What's that sound?  It could be the sound of digging or clawing or the melody of an exercise wheel going round and round. Or it could be the munch-munch-crunch of dinner time. If you’re new to hamsters, these are some of the adjustments you’re probably making to your hamster—and that he is making to you.

Hamsters are nocturnal animals, meaning that they’re active late in the evening and in the middle of the night, sleeping mostly during the day. So if you’re on different schedules, take heart: The operative word is "mostly".  In fact, your hamster should have some active periods while you’re still awake and before you head off to bed.

Since every hamster is different, it’s impossible to predict how often and for how long your hamster might be awake. But if you think that you can force your hamster to conform to your sleep schedule, you’re mistaken. In fact, accommodating your hamster’s preferred sleep time is vital to developing a healthy relationship with him. While he can’t post a "do not disturb" sign on his cage, he'll most likely let you know if your attempts to rouse him are getting on his nerves: He may become stressed and ornery and may even bite you.

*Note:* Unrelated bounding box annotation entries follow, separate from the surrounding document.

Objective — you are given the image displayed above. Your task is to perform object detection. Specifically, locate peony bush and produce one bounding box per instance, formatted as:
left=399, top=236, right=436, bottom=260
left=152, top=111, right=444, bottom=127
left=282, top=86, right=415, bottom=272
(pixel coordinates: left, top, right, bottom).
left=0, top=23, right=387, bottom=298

If you’re not a night owl yourself, you can make the most of your time with your hamster by:

  • Taking your cues from him. He'll let you know when he wants your attention or wants to play.
  • Cleaning his cage and giving him food in the late afternoon or early evening.
  • Placing his cage in a dark, quiet place so that when he does sleep, he can do so comfortably—and when he’s awake in the middle of the night, he won’t disturb you.
  • Talking to your hamster in a calm, soothing manner if you must change his water while he’s sleeping. You might even convince him to perk up and turn his wheel round and round to amuse you while you’re both wide awake.